# Offshore fly fishing action Monday



## Chris V (Oct 18, 2007)

I didn't just flyfish, but that was the main means. Thought I should post a link in this section
http://www.pensacolafishingforum.com/f34/fun-solo-outing-monday-ob-238969/#post1909289


----------



## Kim (Aug 5, 2008)

Great report and pic Chris.


----------



## CaptHarry (Oct 13, 2007)

Nice :thumbsup:

Got on them Mahi last Saturday on the beach. (non fly, they were moving fast, and hanging on the boat they got wise)
Hmmmmmmmmm, tacos!!!


----------



## Chris V (Oct 18, 2007)

I see the timeline Harry; fish on line, fish in pan, fish in your mouth......

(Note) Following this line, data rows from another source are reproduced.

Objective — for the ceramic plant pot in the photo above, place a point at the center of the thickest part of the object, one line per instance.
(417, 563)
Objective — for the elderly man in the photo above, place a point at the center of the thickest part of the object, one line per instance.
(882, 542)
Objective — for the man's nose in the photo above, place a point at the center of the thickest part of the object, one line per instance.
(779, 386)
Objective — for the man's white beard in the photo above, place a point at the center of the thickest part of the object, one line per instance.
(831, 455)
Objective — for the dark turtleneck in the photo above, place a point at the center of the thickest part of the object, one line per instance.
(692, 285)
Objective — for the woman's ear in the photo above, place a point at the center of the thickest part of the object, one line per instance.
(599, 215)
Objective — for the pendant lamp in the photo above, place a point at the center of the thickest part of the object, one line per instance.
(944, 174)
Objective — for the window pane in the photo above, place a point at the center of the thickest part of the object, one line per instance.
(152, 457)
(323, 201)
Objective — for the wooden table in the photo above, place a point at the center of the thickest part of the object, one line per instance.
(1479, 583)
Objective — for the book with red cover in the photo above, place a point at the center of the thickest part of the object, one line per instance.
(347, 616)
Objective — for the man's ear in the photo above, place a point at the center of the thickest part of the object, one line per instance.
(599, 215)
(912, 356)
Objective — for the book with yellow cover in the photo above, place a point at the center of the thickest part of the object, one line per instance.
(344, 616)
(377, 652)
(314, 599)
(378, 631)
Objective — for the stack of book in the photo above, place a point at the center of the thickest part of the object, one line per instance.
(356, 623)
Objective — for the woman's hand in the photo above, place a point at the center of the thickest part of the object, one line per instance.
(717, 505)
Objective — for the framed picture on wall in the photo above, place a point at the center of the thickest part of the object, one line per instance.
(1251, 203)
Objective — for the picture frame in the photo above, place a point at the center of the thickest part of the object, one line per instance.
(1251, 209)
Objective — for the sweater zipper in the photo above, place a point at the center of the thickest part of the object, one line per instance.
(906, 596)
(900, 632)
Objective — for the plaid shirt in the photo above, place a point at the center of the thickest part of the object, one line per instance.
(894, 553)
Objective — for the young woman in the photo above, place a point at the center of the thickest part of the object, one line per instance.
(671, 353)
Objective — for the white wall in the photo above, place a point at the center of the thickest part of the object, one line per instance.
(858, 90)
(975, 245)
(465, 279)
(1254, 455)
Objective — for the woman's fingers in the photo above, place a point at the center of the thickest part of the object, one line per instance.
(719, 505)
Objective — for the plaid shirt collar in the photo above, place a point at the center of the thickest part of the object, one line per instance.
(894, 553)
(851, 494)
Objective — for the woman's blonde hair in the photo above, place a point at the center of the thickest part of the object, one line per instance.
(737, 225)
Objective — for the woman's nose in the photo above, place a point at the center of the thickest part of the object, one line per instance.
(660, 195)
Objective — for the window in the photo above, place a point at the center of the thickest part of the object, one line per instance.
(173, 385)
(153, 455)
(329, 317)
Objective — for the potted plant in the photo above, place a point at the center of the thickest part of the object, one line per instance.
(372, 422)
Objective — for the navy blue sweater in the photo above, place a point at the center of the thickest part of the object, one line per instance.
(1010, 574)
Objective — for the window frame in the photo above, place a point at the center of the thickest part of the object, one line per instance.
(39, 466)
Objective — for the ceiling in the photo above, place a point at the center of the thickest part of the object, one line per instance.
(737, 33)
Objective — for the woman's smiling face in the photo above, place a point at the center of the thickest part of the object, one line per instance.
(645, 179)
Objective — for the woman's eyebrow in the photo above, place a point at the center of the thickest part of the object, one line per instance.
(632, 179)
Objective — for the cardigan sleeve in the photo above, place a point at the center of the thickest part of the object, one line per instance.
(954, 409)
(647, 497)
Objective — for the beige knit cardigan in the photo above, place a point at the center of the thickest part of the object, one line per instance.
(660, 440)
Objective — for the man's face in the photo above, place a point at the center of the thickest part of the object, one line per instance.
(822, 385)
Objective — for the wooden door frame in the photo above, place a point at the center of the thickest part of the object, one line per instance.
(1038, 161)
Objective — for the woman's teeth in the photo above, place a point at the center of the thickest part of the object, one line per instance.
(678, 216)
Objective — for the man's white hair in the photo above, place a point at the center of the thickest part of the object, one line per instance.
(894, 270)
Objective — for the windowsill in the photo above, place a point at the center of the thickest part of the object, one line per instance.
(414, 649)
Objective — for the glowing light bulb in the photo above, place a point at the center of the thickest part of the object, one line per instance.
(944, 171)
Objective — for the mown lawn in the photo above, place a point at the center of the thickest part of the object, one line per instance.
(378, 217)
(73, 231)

please do not show the next step


----------



## wtbfishin (Dec 2, 2011)

Chris V said:


> I see the timeline Harry; fish on line, fish in pan, fish in your mouth......
> 
> please do not show the next step


I second that!!


----------



## CaptHarry (Oct 13, 2007)

Chris V said:


> please do not show the next step


:lol::lol:
Spoiler Alert: Not Going To Happen :no:
L8, Harry


----------



## kanaka (Oct 3, 2007)

Nice shoes. :thumbup1:


----------